What is the Difference Between PPC Marketing

PPC: Explanation and Instructions for Beginners

What is CPC (Cost Per Click)?

While the PPC is the accounting method called CPC (cost per click) the price you pay for each click of your ad. The principle is simple: you only pay when your advertising material is clicked on. The CPC can be a fixed price, but often you also bid on a keyword. That works then like an auction: The company that offers the highest amount gets the advertising space. So the more you bid per click, the more often your ad will appear in search results.

You can choose whether your ad should only be displayed when you precisely enter your keywords or, instead, in a broader context. It is also possible to have your ads on to restrict certain regions (geo-targeting) or exclude search queries that contain certain words.

You can see how well your ad is performing at the Click-Through Rate (CTR): This number tells you what percentage of the users to whom the ad is shown clicked on your advertising material.

PPC campaigns are campaigns based on the Based on the principle of pay per click. Here is SEA, so Search engine advertising, one of the areas where the pay per click principle is most commonly used. Google Ads or Yahoo Search Marketing also work with click prices. But also Facebook ads, displays and banners or text links in affiliate marketing are often paid per click.

Because Google Ads is certainly one of the best-known tools, we would like to use this example to explain how to set up a PPC campaign. Once you understand the principle, you can apply it to many other tools.

PPC and CPC instructions: This is how it works

You set up an account with the provider with whom you want to place ads. In the case of Google Ads, you can sign in to your Google account and then, if necessary, create different accounts for the companies you serve. You can then create campaigns under these accounts. You will be asked to enter your credit card as a means of payment and select a price for the campaign.

You then determine the keywords for the PPC campaign.
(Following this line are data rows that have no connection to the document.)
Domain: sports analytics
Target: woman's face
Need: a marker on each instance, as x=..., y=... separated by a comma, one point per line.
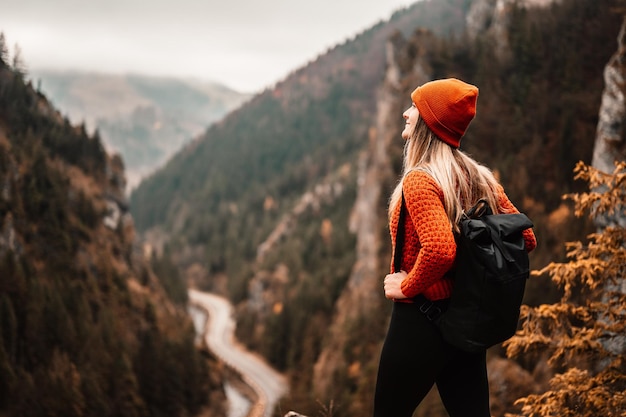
x=410, y=116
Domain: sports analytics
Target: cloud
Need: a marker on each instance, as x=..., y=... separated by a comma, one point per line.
x=245, y=44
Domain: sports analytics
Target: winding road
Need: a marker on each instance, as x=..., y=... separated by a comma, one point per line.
x=268, y=384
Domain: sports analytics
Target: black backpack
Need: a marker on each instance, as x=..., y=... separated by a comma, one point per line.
x=492, y=267
x=490, y=275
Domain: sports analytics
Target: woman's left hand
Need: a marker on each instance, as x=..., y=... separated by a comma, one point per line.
x=392, y=285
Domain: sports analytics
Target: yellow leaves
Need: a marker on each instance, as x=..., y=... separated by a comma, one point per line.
x=609, y=190
x=583, y=332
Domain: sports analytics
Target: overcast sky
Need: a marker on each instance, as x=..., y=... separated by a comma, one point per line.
x=245, y=44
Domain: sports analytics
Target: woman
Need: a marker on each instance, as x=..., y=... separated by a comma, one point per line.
x=439, y=182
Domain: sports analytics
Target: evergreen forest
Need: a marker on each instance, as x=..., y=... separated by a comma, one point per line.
x=87, y=328
x=230, y=208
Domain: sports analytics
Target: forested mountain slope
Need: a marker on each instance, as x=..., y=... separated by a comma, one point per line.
x=277, y=205
x=144, y=119
x=86, y=326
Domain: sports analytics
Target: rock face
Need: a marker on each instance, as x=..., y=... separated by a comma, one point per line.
x=610, y=143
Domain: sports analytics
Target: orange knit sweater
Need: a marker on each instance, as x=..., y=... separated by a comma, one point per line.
x=429, y=249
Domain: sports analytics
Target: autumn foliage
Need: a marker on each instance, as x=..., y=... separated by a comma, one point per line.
x=584, y=334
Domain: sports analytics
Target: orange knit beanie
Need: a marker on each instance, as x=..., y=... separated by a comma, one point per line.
x=447, y=106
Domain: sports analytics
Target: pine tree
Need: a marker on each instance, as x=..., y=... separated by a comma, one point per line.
x=583, y=332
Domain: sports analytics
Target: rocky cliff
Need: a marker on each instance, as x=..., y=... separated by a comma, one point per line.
x=610, y=144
These ensure that the inorganic search results - i.e. your ads - are always displayed in the search results when a user searches for the corresponding keywords.
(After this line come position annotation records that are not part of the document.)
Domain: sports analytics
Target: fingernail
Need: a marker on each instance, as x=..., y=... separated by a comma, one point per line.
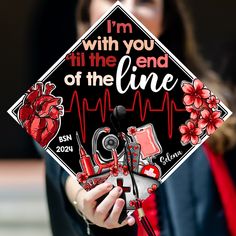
x=119, y=189
x=109, y=186
x=131, y=221
x=120, y=203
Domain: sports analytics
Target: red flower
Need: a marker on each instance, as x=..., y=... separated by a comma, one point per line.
x=190, y=133
x=195, y=93
x=194, y=112
x=82, y=177
x=210, y=120
x=213, y=101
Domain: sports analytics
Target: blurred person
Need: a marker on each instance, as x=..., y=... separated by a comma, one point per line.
x=193, y=201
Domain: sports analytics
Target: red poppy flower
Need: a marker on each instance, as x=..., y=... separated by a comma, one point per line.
x=190, y=133
x=194, y=112
x=210, y=120
x=195, y=93
x=212, y=101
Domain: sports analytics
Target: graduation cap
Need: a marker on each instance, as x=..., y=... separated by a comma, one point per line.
x=118, y=106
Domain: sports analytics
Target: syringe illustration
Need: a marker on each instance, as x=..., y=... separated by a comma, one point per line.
x=85, y=160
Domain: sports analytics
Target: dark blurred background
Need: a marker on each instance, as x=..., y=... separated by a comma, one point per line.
x=31, y=27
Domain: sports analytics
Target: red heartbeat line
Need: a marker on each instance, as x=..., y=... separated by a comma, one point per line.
x=104, y=105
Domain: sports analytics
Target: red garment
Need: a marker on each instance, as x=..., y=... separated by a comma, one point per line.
x=225, y=186
x=150, y=209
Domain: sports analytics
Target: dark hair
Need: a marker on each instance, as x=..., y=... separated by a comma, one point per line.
x=179, y=38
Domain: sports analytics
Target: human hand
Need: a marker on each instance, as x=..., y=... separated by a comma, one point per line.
x=105, y=213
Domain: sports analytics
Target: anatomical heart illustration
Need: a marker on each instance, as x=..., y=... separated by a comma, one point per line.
x=118, y=106
x=40, y=113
Note that in most cases, multiple companies will want to promote the same keywords. If that is the case, an auction takes place between the bidders to preserve the advertising placement: So if you bid one euro as CPC, but another company only bids 90 cents, you will receive the advertising space and your competition will be left empty-handed.

As soon as users search for the relevant keyword, your Adword or your ad will be displayed. The great advantage of PPC is that you only pay if your ad is successful and a user actually clicks on it.
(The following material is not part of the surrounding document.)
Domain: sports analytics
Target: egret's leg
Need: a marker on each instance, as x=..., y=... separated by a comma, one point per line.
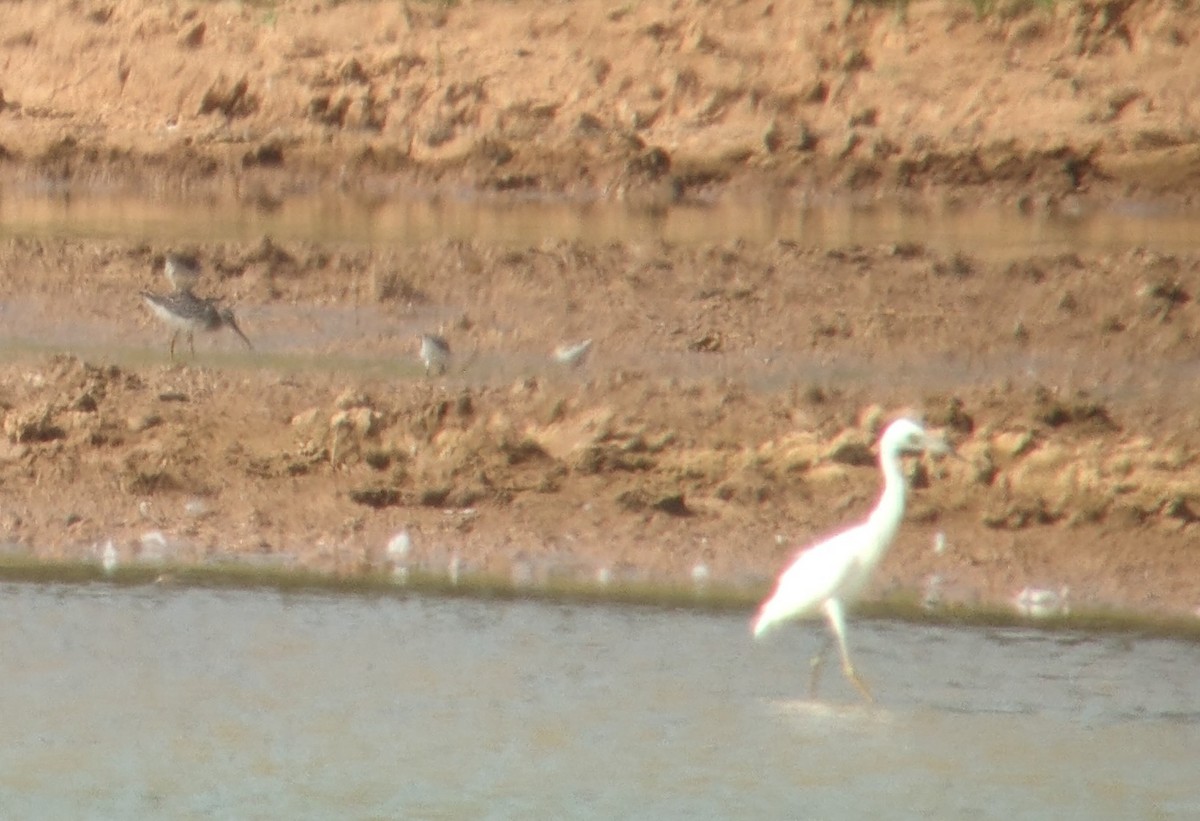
x=816, y=664
x=833, y=611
The account is set up in a few minutes and you can start creating your ads right away. Now you can experiment which choice of words and keywords achieve the highest CTR.

To the measurable goal: the range

Now you know what PPC stands for and what a PPC campaign can look like. But what is the whole procedure for?

With the Pay per Click formula, you can ostensibly increase the reach of your company's presence on the Internet - and all of this in a fully controllable manner, because you have full cost control. This allows you to determine in advance what budget you want to spend on your campaign.

This way, there are no unpleasant surprises. And you minimize wastage to users who are actually shown the ad, but who do not click on it (or do not even notice it). So you only pay if your ads really appeal to users and they become aware of your website.

For your everyday life as a marketer, this means that reach not only remains a vague term, but becomes a measurable and operationalizable goal.